Kann ich bei @ManyToMany eventuell noch irgendwo die Sequence mitgeben, damit JPA weiß wie die ID für Titelzuordnung erstellt wird?


----------



## Final_Striker (4. Aug 2010)

Wozu braucht titelzuordnung eine extra id? In der Regel wird da doch der zusammengesetzte Schlüssel aus Person und Titel verwendent.


----------



## y0dA (4. Aug 2010)

Final_Striker hat gesagt.:


> Wozu braucht titelzuordnung eine extra id? In der Regel wird da doch der zusammengesetzte Schlüssel aus Person und Titel verwendent.

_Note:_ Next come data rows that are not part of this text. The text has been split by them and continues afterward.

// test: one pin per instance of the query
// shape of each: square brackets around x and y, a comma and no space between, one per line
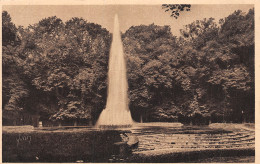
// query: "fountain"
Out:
[116,113]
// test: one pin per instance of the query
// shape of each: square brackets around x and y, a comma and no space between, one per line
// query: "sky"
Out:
[129,15]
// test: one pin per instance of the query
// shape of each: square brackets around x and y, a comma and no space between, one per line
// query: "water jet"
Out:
[116,113]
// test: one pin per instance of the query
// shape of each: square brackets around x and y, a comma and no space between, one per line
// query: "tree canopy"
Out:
[58,70]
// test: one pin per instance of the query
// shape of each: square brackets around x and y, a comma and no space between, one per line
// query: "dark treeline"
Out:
[58,71]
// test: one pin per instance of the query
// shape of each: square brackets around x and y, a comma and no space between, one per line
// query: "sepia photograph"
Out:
[128,83]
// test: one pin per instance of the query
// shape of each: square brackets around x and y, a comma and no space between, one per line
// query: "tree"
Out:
[175,9]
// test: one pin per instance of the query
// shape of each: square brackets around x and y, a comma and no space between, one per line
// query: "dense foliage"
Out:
[59,70]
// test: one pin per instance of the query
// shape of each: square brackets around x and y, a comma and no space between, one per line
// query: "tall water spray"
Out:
[116,112]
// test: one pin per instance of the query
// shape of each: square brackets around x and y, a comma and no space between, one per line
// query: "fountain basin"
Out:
[65,144]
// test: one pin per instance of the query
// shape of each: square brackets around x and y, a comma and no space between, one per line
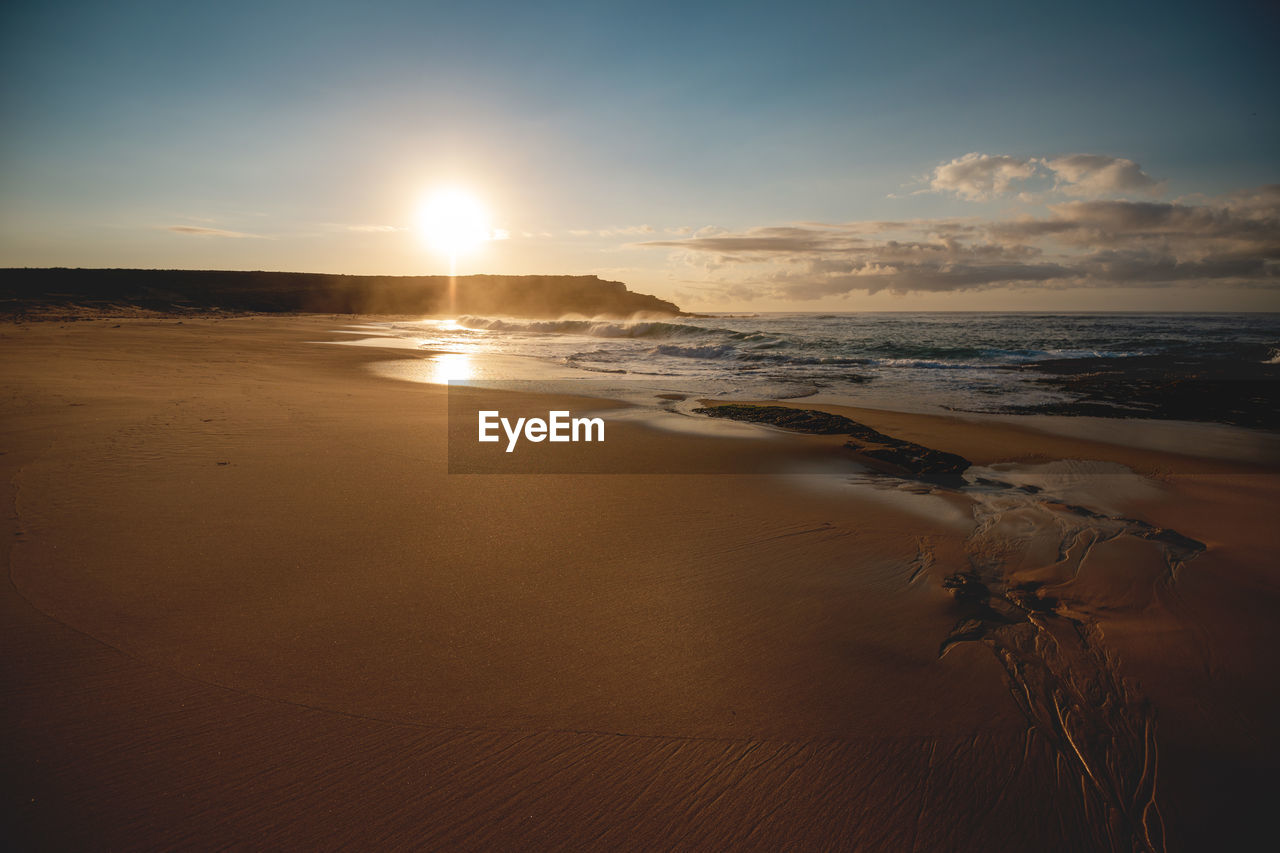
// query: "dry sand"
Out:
[248,607]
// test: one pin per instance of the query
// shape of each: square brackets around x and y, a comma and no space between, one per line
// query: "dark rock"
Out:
[894,455]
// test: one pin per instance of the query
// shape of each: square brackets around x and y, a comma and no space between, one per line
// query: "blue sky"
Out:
[620,137]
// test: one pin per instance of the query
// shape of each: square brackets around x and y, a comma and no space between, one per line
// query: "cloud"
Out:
[210,232]
[615,231]
[1230,241]
[1096,174]
[981,176]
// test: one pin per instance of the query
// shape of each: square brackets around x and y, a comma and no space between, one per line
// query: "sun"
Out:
[453,222]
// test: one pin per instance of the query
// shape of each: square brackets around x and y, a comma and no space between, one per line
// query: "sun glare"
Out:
[453,222]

Das ist doch jetzt irrelevant oder nicht..


----------



## Final_Striker (4. Aug 2010)

Ich weiß nicht ob das irrelevant ist oder nicht, aber meines Wissens nach, generiert man in den Zwischentabellen keine eigenen Primärschlüssel, sondern verwendet einen zusammengesetzten Primärschlüssel aus den zwei Fremdschlüsseln der beiden anderen Tablen. 

Person:
ID PK
...

Titelzuordnung:
Person-ID PK
Titel-ID PK

Titel:
ID PK
...


----------